Other Market Trends:

NYMEX to Launch OTC Energy Clearing Services: The New York Mercantile Exchange (NYMEX) has announced that it will begin over-the-counter (OTC) energy clearing services for 25 of the most commonly traded OTC energy contracts on May 31, 2002. The new services will cover a variety of common location- and index-based OTC products. In addition to natural gas swaps contracts based at the Henry Hub in Louisiana, the OTC transactions will include natural gas basis swaps contracts for the AECO-C Hub in Alberta, Chicago Citygate, Houston Ship Channel, San Juan Basin, Southern California border, Transco Zone 6, Northwest Pipeline Rockies, and Panhandle Eastern Pipe Line Co. The transactions will not be displayed by NYMEX, but will remain confidential. The NYMEX will accept the OTC trades between the hours of 7:00 AM to 1:30 PM EST each business day. Once two parties complete a transaction covering the common OTC products, the contracts will be posted with NYMEX marked to market and cleared by the NYMEX. According to NYMEX, the new offering will give energy markets new products to trade, increased trading security, and new trading flexibility.

 

Pipeline Addition in Florida to Become Operational: The Gulfstream Natural Gas System, which is a pipeline project to deliver natural gas to Manatee County in central Florida from Pascagoula, Mississippi and Mobile, Alabama, appears to be on target to begin operations on June 1, 2002. Phase 1 of the project, which will deliver gas to the Tampa-St. Petersburg area, will be the first part of the pipeline to become operational. Crossing the Gulf of Mexico with 431 miles of 36-inch diameter steel pipe, the pipeline will have the capacity to transport 1.1 billion cubic feet per day of natural gas to customers in Florida. Industry sources indicate that the pipeline will begin line-packing during the last 2 weeks of May in anticipation of the June 1 start date. This should help to lower prices in the Sunshine State, which has been beleaguered by force majeures and other supply constraints as well as hot temperatures this spring.
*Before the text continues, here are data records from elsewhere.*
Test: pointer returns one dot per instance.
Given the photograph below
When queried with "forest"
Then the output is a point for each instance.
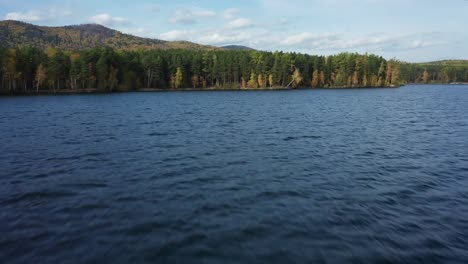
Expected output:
(30, 70)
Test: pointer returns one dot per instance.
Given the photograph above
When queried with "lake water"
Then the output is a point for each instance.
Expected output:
(310, 176)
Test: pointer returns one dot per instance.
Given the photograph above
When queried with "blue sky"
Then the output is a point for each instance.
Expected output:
(410, 30)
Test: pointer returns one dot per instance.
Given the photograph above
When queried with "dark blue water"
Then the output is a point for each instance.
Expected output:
(316, 176)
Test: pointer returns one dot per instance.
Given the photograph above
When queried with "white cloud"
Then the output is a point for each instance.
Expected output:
(152, 8)
(230, 13)
(240, 23)
(190, 16)
(39, 15)
(108, 20)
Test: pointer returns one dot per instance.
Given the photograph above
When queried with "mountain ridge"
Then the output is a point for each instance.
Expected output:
(79, 37)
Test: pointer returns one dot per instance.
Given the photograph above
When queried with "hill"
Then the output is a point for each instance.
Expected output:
(78, 37)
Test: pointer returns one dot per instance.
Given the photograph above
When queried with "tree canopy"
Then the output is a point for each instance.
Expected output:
(27, 69)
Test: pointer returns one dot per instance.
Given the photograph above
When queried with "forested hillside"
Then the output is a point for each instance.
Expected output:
(435, 72)
(35, 59)
(105, 69)
(15, 34)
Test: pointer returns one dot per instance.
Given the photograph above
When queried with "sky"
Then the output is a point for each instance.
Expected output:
(408, 30)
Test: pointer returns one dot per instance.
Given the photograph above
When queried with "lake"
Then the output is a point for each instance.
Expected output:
(305, 176)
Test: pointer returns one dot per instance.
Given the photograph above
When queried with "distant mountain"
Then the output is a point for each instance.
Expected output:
(236, 47)
(78, 37)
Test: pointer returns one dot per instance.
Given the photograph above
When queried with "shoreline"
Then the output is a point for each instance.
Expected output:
(156, 90)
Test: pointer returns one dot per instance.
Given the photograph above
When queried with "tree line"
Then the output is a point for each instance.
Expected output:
(29, 69)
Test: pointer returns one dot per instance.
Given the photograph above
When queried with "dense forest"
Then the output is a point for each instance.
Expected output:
(95, 58)
(30, 69)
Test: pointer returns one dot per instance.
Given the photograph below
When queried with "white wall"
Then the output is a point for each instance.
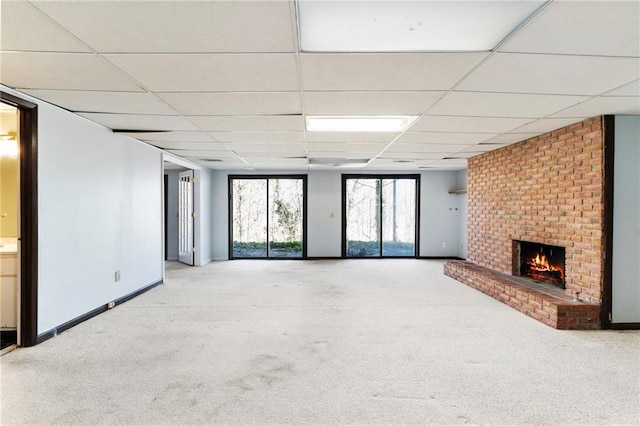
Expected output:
(324, 216)
(172, 214)
(100, 210)
(324, 198)
(462, 202)
(439, 214)
(626, 221)
(205, 208)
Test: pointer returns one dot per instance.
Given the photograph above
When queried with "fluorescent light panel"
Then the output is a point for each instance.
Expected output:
(409, 26)
(395, 123)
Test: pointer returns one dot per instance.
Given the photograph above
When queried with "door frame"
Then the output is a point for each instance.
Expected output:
(303, 177)
(28, 244)
(345, 177)
(190, 256)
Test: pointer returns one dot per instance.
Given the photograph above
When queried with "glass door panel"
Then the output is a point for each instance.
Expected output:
(398, 217)
(363, 217)
(286, 201)
(249, 218)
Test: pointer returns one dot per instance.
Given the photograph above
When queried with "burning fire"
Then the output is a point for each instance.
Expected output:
(541, 263)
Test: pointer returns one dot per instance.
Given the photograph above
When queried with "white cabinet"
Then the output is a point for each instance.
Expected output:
(9, 290)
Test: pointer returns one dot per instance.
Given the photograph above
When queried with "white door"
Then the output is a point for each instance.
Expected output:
(185, 218)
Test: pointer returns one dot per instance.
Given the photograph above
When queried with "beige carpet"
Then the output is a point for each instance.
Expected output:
(322, 342)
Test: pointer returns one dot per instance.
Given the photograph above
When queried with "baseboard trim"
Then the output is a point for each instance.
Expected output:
(324, 258)
(625, 326)
(97, 311)
(440, 258)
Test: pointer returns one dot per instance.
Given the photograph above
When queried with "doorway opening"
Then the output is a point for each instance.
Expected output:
(380, 215)
(267, 217)
(179, 227)
(19, 221)
(9, 225)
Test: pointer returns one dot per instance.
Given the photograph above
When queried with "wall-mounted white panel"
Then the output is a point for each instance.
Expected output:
(626, 221)
(100, 211)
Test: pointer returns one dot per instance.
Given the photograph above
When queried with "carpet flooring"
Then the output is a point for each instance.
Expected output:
(386, 341)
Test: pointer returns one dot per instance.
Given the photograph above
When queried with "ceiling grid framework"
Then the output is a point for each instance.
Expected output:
(225, 84)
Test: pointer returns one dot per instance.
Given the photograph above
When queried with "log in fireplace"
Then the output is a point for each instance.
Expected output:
(540, 262)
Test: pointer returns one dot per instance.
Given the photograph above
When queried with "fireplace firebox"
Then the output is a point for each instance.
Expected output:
(540, 262)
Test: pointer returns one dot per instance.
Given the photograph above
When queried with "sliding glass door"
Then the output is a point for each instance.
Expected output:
(267, 216)
(380, 215)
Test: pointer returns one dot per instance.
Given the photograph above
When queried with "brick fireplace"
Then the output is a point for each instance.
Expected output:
(547, 190)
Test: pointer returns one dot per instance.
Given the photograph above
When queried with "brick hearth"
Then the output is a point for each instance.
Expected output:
(542, 302)
(550, 190)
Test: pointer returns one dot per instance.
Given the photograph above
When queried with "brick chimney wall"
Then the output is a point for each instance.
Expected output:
(548, 189)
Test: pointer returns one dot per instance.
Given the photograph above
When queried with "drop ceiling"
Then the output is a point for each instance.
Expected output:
(227, 85)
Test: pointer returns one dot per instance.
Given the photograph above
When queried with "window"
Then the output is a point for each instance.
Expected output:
(267, 216)
(380, 215)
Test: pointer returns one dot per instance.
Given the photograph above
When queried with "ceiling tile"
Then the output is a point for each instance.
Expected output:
(221, 153)
(69, 71)
(140, 122)
(369, 103)
(479, 149)
(274, 162)
(425, 148)
(297, 148)
(607, 28)
(258, 136)
(603, 105)
(195, 146)
(399, 155)
(551, 74)
(509, 138)
(235, 103)
(444, 138)
(251, 123)
(216, 72)
(288, 154)
(180, 136)
(439, 123)
(25, 28)
(502, 104)
(110, 102)
(345, 147)
(404, 71)
(631, 89)
(547, 125)
(343, 155)
(158, 26)
(354, 137)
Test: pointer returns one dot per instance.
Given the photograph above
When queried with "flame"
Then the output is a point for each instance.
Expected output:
(541, 263)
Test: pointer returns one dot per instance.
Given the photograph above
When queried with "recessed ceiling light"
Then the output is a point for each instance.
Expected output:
(409, 26)
(396, 123)
(337, 162)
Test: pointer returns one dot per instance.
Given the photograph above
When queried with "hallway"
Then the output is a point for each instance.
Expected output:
(331, 341)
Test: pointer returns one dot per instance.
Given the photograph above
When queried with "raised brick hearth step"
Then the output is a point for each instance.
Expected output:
(542, 302)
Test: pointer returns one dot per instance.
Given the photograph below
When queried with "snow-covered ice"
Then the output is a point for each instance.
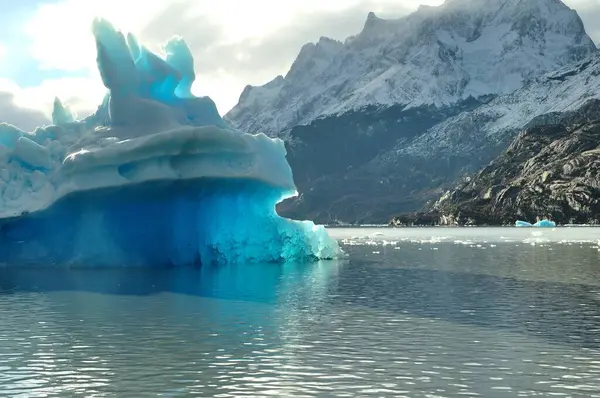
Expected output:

Phase 2 of the project will extend further south to Palm Beach County.

 

Summary:

After increasing through three consecutive trading sessions, spot prices yesterday (May 15) dropped between 10 and 20 cents at most trading locations owing to a lack of weather-driven demand and an easing in crude oil prices. Storage injections for the week ending May 10 totaled 55 Bcf. Inventories for the United States as a whole are now 330 Bcf over the 5-year average.